10h20 - 10h45 - Jérémie Pardo. Sequential reprogramming of
biological network fate.
10h45 - 11h10 - Aurélien Desoeuvre. Homeostasis by interval.
11h10 - 11h35 - Aurélien Naldi. Dynamic modeling of cell
populations with UPMaBoSS.
11h35 - 12h00 - Stephen Chapman. Flux balance analysis reveals
acetate metabolism modulates cyclic electron flow and alternative
glycolytic pathways in Chlamydomonas reinhardtii.
12h00 - 12h10 - Flash talks.
12h10 - 13h30 - Pause déjeuner
13h30 - 14h15 - Conférence plénière. Annick Lesne. Bifurcation
analysis of biological circuits: time scales matter.
14h15 - 14h40 - Diane Peurichard. A new model for the emergence of
vascular networks.
14h40 - 15h05 - D. Regnault. Non-cooperatively assembling large
structures.
15h05 - 15h35 - Pause
15h35 - 16h00 - Émilie Allart. Computing Difference Abstractions of
Metabolic Networks.
16h00 - 16h25 - Andreea Beica. Tropical abstractions of Biochemical
Reaction Networks with guarantees.
16h25 - 16h50 - Zach Fox. Optimal Experiment Designs of Signal
Activated Stochastic Gene Expression in S. Cerevisae.
16h50 - 17h15 - Mathilde Koch.Large scale active-learning-guided
exploration to maximize cell-free production.\
Résumés
Émilie Allart - Computing Difference Abstractions of Metabolic
Networks. Algorithms based on abstract interpretation were proposed
recently for predicting changes of reaction networks with partial
kinetic information. Their prediction precision, however, depends
heavily on which heuristics are applied in order to add linear
consequences of the steady state equations of the metabolic network. In
this paper we ask the question whether such heuristics can be avoided
while obtaining the highest possible precision. This leads us to the
first algorithm for computing the difference abstractions of a linear
equation system exactly without any approximation. This algorithm relies
on the usage of elementary flux modes in a nontrivial manner,
first-order definitions of the abstractions, and finite domain
constraint solving.
Andreea Beica - Tropical abstractions of Biochemical Reaction
Networks with guarantees.
Biochemical molecules interact through modification and binding
reactions, giving raise to a combinatorial number of possible
biochemical species. The time-dependent evolution of concentrations of
the species is commonly described by a system of coupled ordinary
differential equations (ODEs).
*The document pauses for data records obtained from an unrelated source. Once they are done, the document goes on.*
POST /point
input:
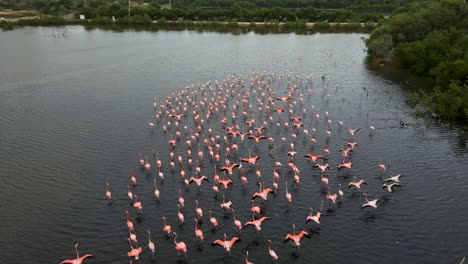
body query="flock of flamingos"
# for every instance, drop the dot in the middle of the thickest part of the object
(218, 134)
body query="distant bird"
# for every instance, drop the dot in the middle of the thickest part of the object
(78, 260)
(256, 223)
(226, 244)
(198, 232)
(198, 181)
(323, 167)
(395, 178)
(389, 187)
(314, 157)
(347, 165)
(180, 246)
(230, 168)
(368, 203)
(357, 184)
(151, 244)
(135, 252)
(352, 131)
(271, 252)
(247, 258)
(296, 238)
(315, 218)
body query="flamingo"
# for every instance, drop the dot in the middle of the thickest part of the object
(352, 131)
(108, 193)
(271, 252)
(324, 179)
(263, 193)
(181, 199)
(251, 160)
(129, 223)
(132, 237)
(316, 217)
(166, 228)
(135, 252)
(247, 258)
(226, 244)
(156, 191)
(255, 209)
(137, 204)
(230, 168)
(236, 221)
(198, 209)
(382, 166)
(389, 187)
(347, 165)
(180, 215)
(180, 246)
(288, 195)
(226, 205)
(314, 157)
(322, 167)
(256, 223)
(129, 193)
(368, 203)
(357, 184)
(147, 165)
(132, 177)
(296, 238)
(330, 197)
(198, 232)
(395, 178)
(225, 183)
(78, 260)
(199, 180)
(213, 220)
(150, 244)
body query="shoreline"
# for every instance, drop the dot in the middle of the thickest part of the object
(139, 22)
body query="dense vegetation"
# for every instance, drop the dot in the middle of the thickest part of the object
(241, 11)
(430, 39)
(69, 6)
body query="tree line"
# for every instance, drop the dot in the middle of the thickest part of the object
(430, 39)
(57, 7)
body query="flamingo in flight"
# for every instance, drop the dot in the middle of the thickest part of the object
(296, 238)
(256, 223)
(226, 244)
(180, 246)
(271, 251)
(78, 259)
(368, 203)
(389, 187)
(230, 168)
(395, 178)
(314, 157)
(135, 252)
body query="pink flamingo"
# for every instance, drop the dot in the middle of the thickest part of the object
(180, 246)
(78, 259)
(226, 244)
(271, 251)
(151, 244)
(166, 228)
(296, 238)
(198, 232)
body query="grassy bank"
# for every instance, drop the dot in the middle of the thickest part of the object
(430, 39)
(145, 21)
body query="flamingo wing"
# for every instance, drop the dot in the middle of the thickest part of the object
(234, 240)
(218, 242)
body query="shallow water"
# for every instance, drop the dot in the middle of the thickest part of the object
(74, 112)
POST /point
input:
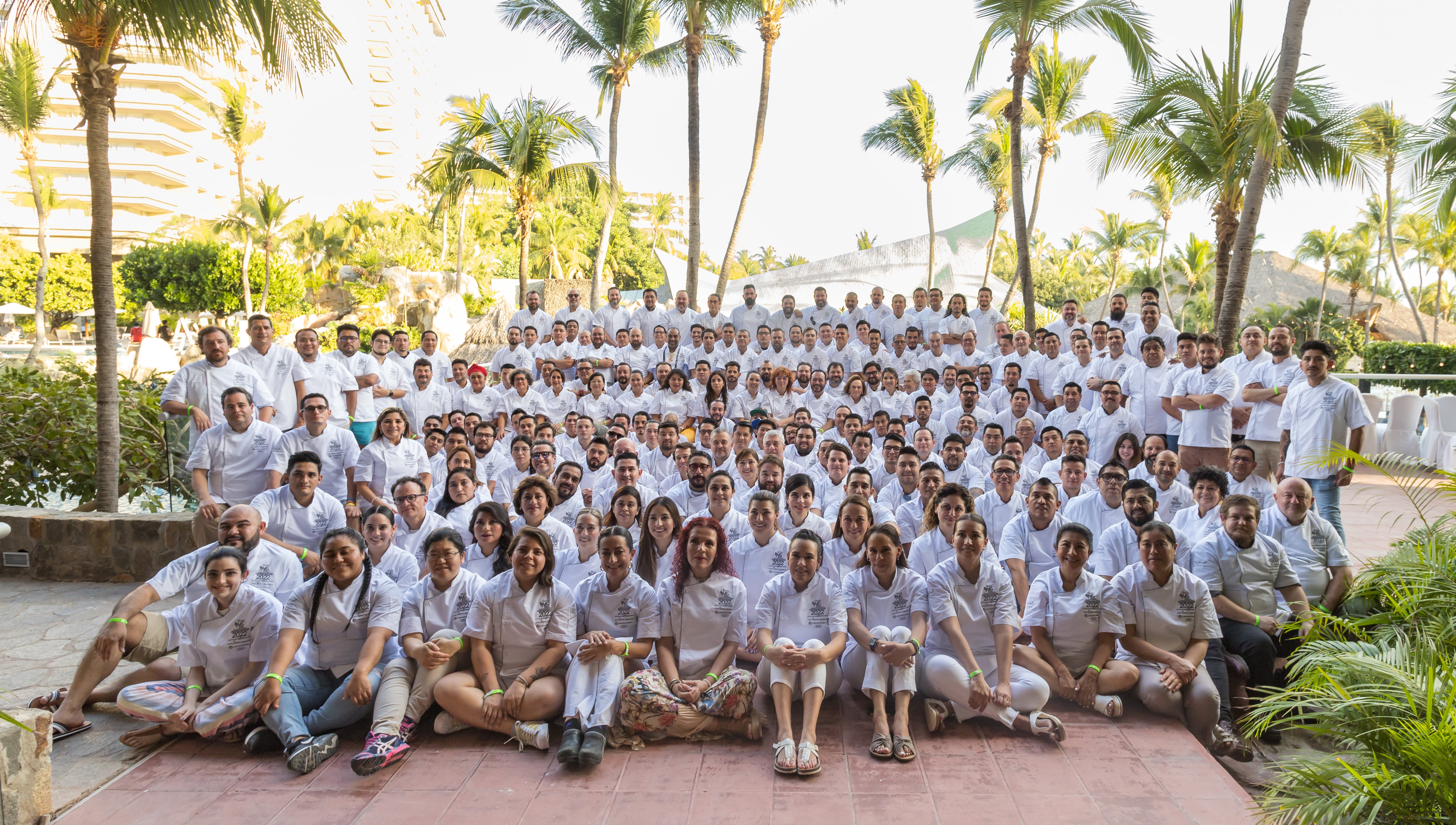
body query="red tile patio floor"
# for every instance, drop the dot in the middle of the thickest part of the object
(1133, 770)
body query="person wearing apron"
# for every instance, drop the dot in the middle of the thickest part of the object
(228, 637)
(695, 687)
(618, 620)
(1075, 623)
(519, 629)
(1170, 620)
(335, 628)
(432, 623)
(969, 650)
(801, 628)
(889, 612)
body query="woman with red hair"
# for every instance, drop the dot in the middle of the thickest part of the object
(695, 687)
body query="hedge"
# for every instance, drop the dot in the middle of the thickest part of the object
(1395, 357)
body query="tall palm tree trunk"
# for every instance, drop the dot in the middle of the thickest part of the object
(600, 265)
(695, 228)
(97, 91)
(769, 33)
(41, 214)
(1018, 201)
(1395, 260)
(1232, 297)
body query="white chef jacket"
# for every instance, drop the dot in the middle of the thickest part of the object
(236, 463)
(226, 644)
(1075, 619)
(296, 524)
(1168, 617)
(340, 631)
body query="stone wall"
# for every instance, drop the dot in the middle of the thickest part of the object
(94, 546)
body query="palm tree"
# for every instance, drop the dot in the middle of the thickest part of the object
(268, 213)
(1112, 239)
(239, 130)
(702, 21)
(988, 159)
(1203, 124)
(1384, 143)
(520, 152)
(909, 134)
(1026, 22)
(1162, 196)
(618, 35)
(771, 24)
(287, 37)
(1325, 246)
(25, 105)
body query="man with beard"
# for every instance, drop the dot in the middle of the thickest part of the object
(691, 495)
(1266, 388)
(149, 638)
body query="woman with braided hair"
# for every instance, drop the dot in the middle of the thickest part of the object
(340, 625)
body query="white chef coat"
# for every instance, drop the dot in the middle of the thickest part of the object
(381, 463)
(702, 620)
(201, 385)
(1250, 577)
(236, 463)
(340, 631)
(427, 612)
(279, 370)
(520, 623)
(225, 644)
(296, 524)
(1075, 619)
(1168, 617)
(817, 612)
(978, 607)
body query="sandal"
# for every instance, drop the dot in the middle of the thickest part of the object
(905, 749)
(807, 769)
(781, 750)
(145, 737)
(1055, 728)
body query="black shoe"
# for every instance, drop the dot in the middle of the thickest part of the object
(570, 747)
(261, 741)
(311, 753)
(593, 746)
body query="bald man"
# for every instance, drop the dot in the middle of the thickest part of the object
(152, 638)
(1313, 545)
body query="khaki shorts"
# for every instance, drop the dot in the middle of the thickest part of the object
(154, 642)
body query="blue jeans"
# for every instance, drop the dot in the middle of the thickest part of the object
(1327, 501)
(320, 695)
(363, 431)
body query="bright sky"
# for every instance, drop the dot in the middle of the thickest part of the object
(816, 187)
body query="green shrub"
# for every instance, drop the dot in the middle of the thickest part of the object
(1395, 357)
(49, 440)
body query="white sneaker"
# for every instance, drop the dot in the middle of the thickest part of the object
(446, 724)
(533, 734)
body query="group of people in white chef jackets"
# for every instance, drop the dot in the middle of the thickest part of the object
(644, 568)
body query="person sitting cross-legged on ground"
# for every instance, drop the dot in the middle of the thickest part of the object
(335, 637)
(432, 623)
(519, 629)
(1075, 623)
(228, 637)
(149, 638)
(973, 623)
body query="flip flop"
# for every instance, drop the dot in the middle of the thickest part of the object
(60, 731)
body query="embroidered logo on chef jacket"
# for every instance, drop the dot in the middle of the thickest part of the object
(1186, 607)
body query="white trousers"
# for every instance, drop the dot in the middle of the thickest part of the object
(592, 690)
(946, 679)
(825, 677)
(871, 671)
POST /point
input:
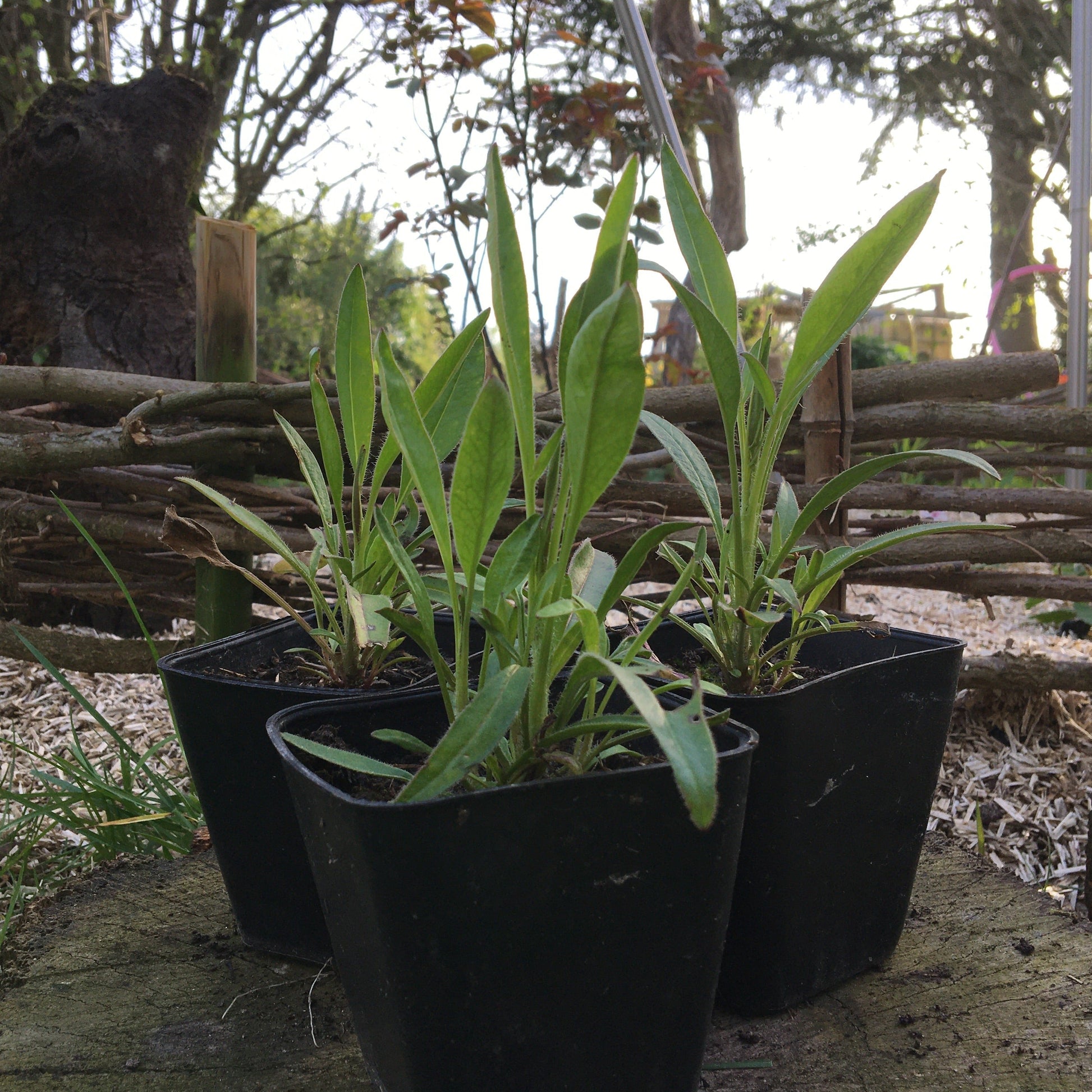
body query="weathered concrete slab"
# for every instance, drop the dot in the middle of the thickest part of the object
(990, 988)
(137, 982)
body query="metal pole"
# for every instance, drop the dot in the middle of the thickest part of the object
(1080, 180)
(648, 74)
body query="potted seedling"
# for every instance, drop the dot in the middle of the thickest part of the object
(222, 694)
(536, 901)
(852, 717)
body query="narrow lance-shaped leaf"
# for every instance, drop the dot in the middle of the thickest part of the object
(611, 246)
(483, 473)
(405, 423)
(851, 286)
(841, 484)
(441, 394)
(684, 736)
(701, 247)
(348, 760)
(353, 365)
(511, 563)
(510, 310)
(473, 735)
(603, 398)
(721, 354)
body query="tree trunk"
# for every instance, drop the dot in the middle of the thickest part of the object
(95, 265)
(1011, 186)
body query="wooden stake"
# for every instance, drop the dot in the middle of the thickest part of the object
(227, 352)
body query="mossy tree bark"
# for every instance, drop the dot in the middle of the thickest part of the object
(95, 267)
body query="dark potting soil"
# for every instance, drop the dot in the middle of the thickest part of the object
(697, 660)
(361, 787)
(365, 787)
(294, 668)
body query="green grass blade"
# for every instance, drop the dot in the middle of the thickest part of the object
(354, 368)
(348, 760)
(483, 473)
(700, 245)
(473, 735)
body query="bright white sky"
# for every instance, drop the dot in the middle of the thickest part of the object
(802, 174)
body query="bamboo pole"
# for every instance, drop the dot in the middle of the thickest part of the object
(227, 352)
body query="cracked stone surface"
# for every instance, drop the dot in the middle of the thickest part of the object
(136, 981)
(990, 988)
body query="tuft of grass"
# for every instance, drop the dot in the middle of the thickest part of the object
(125, 803)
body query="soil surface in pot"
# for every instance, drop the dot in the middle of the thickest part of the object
(294, 668)
(365, 787)
(697, 660)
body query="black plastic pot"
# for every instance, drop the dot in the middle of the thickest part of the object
(238, 778)
(558, 936)
(837, 811)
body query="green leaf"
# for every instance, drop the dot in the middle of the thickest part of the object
(690, 462)
(701, 247)
(473, 735)
(510, 310)
(684, 736)
(605, 278)
(353, 366)
(444, 396)
(419, 592)
(371, 627)
(511, 563)
(761, 382)
(570, 324)
(446, 420)
(603, 397)
(402, 740)
(348, 760)
(851, 286)
(559, 608)
(114, 572)
(591, 572)
(543, 460)
(786, 590)
(720, 346)
(329, 443)
(311, 471)
(631, 563)
(404, 420)
(483, 473)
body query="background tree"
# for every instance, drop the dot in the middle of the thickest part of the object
(302, 270)
(97, 166)
(1001, 68)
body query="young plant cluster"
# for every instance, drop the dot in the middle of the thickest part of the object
(553, 691)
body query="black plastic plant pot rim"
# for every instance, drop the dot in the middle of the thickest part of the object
(241, 782)
(183, 662)
(839, 803)
(448, 916)
(932, 641)
(748, 741)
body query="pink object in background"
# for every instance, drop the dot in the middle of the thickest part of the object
(995, 295)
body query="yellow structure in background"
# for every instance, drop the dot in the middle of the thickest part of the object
(921, 333)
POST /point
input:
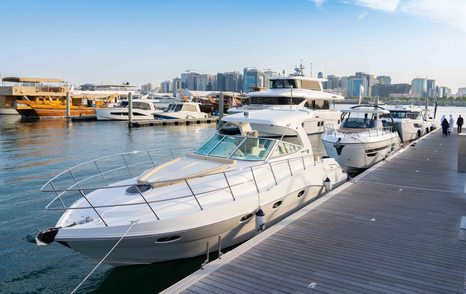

However, the analysis of such
high-dimensional, non-linear system of equations is often
computationally expensive and even prohibitive in practice. The major
challenge towards reducing such models is providing the guarantees as to
how the solution of the reduced model relates to that of the original
model, while avoiding to solve the original model. In this paper, we
have designed and tested an approximation method for ODE models of
biochemical reaction systems, in which the guarantees are our major
requirement. Borrowing from tropical analysis techniques, dominance
relations among terms of each species' ODE are exploited to simplify
the original model, by neglecting the dominated terms. As the dominant
subsystems can change during the system's dynamics, depending on which
species dominate the others, several possible modes exist. Thus, simpler
models consisting of only the dominant subsystems can be assembled into
hybrid, piecewise smooth models, which approximate the behavior of the
initial system. By combining the detection of dominated terms with
symbolic bounds propagation, we show how to approximate the original
model by an assembly of simpler models, consisting in ordinary
differential equations that provide time-dependent lower and upper
bounds for the concentrations of the initial models species. Our method
provides sound interval bounds for the concentrations of the chemical
species, and hence can serve to evaluate the faithfulness of
tropicalization-based reduction heuristics for ODE models of biochemical
reduction systems. The method is tested on several case studies.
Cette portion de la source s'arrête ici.